In the case of the young men in Pakistan, authorities are trying to determine whether the father of one of the young men played a role in their plans.

Pakistani police said Khalid Farooq, the father of Umer Farooq, had been taken into custody. The father had a computer service and repair business in Virginia and shuttled between the United States and Pakistan.

Umer Farooq's mother, Subira, told CNN that her son would never plot a terror attack.

In another recent case, the father of Denver-area terror suspect Najibullah Zazi has himself been charged with lying to the FBI when authorities asked him about his son.

Mohammed Zazi told the Denver Post there had been a mistake when it was reported that his son was involved in a terror plot.

"Everyone has made a mistake. The media has made a mistake," he insisted.
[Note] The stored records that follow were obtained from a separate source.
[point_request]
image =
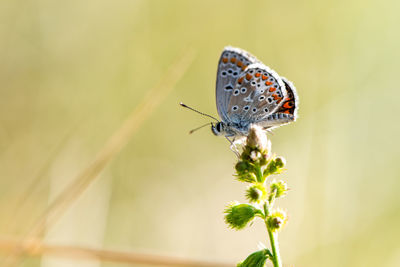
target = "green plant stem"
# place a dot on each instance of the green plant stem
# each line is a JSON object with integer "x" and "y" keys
{"x": 273, "y": 238}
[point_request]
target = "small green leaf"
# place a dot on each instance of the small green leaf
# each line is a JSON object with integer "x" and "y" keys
{"x": 257, "y": 259}
{"x": 276, "y": 220}
{"x": 280, "y": 188}
{"x": 237, "y": 216}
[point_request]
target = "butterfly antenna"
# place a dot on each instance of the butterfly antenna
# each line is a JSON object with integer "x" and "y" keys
{"x": 201, "y": 113}
{"x": 198, "y": 128}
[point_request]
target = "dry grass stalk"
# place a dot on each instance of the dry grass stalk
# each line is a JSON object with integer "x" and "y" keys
{"x": 36, "y": 248}
{"x": 115, "y": 143}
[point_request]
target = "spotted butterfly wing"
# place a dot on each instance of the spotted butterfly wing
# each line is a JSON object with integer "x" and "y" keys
{"x": 287, "y": 112}
{"x": 232, "y": 64}
{"x": 258, "y": 93}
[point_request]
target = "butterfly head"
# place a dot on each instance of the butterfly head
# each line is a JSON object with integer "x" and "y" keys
{"x": 219, "y": 128}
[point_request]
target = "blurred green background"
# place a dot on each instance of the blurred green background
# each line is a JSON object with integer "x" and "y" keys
{"x": 72, "y": 71}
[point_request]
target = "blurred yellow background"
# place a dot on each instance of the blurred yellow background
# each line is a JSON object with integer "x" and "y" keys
{"x": 71, "y": 72}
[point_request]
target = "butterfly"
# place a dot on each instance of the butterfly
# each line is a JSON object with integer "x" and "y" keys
{"x": 247, "y": 93}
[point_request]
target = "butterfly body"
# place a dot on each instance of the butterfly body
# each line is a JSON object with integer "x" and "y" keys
{"x": 248, "y": 92}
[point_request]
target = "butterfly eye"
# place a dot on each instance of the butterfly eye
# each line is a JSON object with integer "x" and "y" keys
{"x": 228, "y": 87}
{"x": 218, "y": 126}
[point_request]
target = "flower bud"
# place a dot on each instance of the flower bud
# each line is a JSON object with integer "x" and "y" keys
{"x": 280, "y": 188}
{"x": 256, "y": 193}
{"x": 275, "y": 166}
{"x": 276, "y": 220}
{"x": 280, "y": 162}
{"x": 238, "y": 215}
{"x": 242, "y": 167}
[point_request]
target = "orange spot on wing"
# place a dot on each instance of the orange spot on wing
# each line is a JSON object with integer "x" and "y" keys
{"x": 287, "y": 105}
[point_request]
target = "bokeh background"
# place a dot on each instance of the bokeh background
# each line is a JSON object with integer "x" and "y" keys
{"x": 71, "y": 72}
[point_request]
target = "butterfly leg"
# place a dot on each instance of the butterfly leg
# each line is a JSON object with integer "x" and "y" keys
{"x": 233, "y": 146}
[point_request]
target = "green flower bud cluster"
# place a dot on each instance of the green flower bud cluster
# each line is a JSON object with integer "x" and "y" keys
{"x": 254, "y": 166}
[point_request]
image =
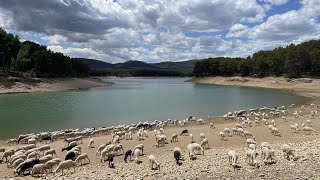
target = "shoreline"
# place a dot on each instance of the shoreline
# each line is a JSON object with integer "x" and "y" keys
{"x": 309, "y": 90}
{"x": 13, "y": 85}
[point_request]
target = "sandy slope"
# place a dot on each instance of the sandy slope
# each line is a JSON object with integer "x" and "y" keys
{"x": 23, "y": 85}
{"x": 213, "y": 165}
{"x": 304, "y": 89}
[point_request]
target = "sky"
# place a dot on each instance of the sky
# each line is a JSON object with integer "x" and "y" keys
{"x": 161, "y": 30}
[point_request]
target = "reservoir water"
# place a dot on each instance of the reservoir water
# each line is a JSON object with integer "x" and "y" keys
{"x": 129, "y": 100}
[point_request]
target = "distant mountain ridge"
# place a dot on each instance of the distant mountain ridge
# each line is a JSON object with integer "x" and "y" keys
{"x": 182, "y": 66}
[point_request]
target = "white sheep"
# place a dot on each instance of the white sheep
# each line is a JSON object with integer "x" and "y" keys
{"x": 100, "y": 149}
{"x": 212, "y": 126}
{"x": 202, "y": 136}
{"x": 82, "y": 157}
{"x": 65, "y": 165}
{"x": 34, "y": 155}
{"x": 153, "y": 161}
{"x": 38, "y": 168}
{"x": 250, "y": 141}
{"x": 268, "y": 154}
{"x": 204, "y": 143}
{"x": 174, "y": 138}
{"x": 233, "y": 157}
{"x": 251, "y": 156}
{"x": 91, "y": 143}
{"x": 308, "y": 129}
{"x": 200, "y": 121}
{"x": 266, "y": 144}
{"x": 106, "y": 151}
{"x": 139, "y": 146}
{"x": 222, "y": 136}
{"x": 32, "y": 141}
{"x": 45, "y": 159}
{"x": 50, "y": 164}
{"x": 287, "y": 151}
{"x": 136, "y": 153}
{"x": 44, "y": 148}
{"x": 227, "y": 132}
{"x": 294, "y": 128}
{"x": 73, "y": 143}
{"x": 51, "y": 151}
{"x": 252, "y": 146}
{"x": 191, "y": 137}
{"x": 194, "y": 149}
{"x": 12, "y": 141}
{"x": 17, "y": 162}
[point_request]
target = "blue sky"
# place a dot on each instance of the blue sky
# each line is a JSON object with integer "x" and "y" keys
{"x": 161, "y": 30}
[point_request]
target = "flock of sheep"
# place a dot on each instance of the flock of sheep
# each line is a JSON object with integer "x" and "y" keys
{"x": 38, "y": 160}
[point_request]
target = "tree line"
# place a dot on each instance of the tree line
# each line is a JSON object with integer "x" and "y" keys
{"x": 32, "y": 59}
{"x": 293, "y": 61}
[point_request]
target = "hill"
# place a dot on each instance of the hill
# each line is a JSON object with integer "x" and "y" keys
{"x": 182, "y": 66}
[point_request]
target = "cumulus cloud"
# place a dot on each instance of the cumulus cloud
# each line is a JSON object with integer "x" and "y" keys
{"x": 160, "y": 30}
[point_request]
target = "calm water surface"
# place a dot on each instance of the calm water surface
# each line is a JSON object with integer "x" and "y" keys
{"x": 129, "y": 100}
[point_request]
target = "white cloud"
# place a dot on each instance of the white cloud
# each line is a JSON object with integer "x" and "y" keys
{"x": 275, "y": 2}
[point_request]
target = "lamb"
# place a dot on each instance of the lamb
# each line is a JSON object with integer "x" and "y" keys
{"x": 128, "y": 153}
{"x": 32, "y": 141}
{"x": 82, "y": 157}
{"x": 174, "y": 138}
{"x": 34, "y": 154}
{"x": 268, "y": 154}
{"x": 38, "y": 168}
{"x": 78, "y": 138}
{"x": 71, "y": 155}
{"x": 12, "y": 141}
{"x": 139, "y": 146}
{"x": 247, "y": 134}
{"x": 287, "y": 151}
{"x": 227, "y": 132}
{"x": 52, "y": 152}
{"x": 233, "y": 157}
{"x": 204, "y": 143}
{"x": 28, "y": 164}
{"x": 192, "y": 148}
{"x": 184, "y": 132}
{"x": 68, "y": 148}
{"x": 45, "y": 159}
{"x": 294, "y": 128}
{"x": 136, "y": 153}
{"x": 251, "y": 156}
{"x": 308, "y": 129}
{"x": 251, "y": 141}
{"x": 106, "y": 151}
{"x": 73, "y": 143}
{"x": 200, "y": 121}
{"x": 118, "y": 148}
{"x": 222, "y": 136}
{"x": 91, "y": 143}
{"x": 65, "y": 165}
{"x": 153, "y": 161}
{"x": 17, "y": 162}
{"x": 44, "y": 148}
{"x": 177, "y": 154}
{"x": 191, "y": 138}
{"x": 202, "y": 136}
{"x": 212, "y": 126}
{"x": 50, "y": 164}
{"x": 100, "y": 149}
{"x": 252, "y": 146}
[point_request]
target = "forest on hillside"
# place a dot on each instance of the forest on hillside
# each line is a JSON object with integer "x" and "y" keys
{"x": 31, "y": 59}
{"x": 292, "y": 61}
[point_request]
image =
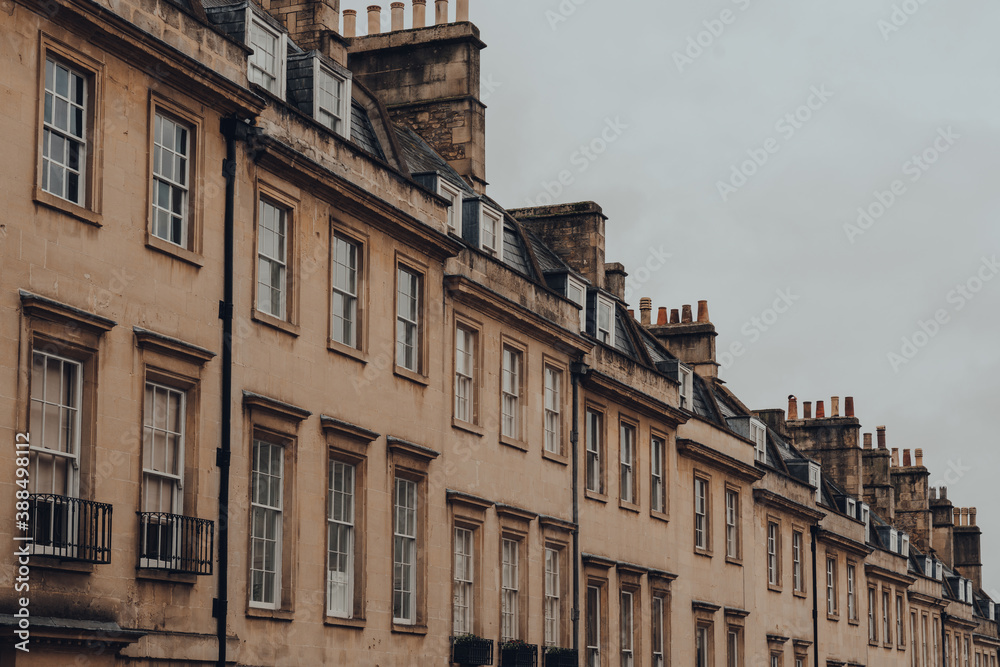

Since the Sept. 11, 2001, terror attacks, investigators have tried to cultivate American Muslim sources who could help identify potential security threats. Government officials visit mosques, attend national Muslim conventions and very publicly celebrate Muslim holidays. In the latest case, family members contacted the Council on American-Islamic Relations, or CAIR, with concerns about their children before they were arrested. And the council put them in touch with the FBI and got them a lawyer.

National American Muslim groups and religious leaders in individual communities, have encouraged community members to cooperate with law enforcement and monitor their communities.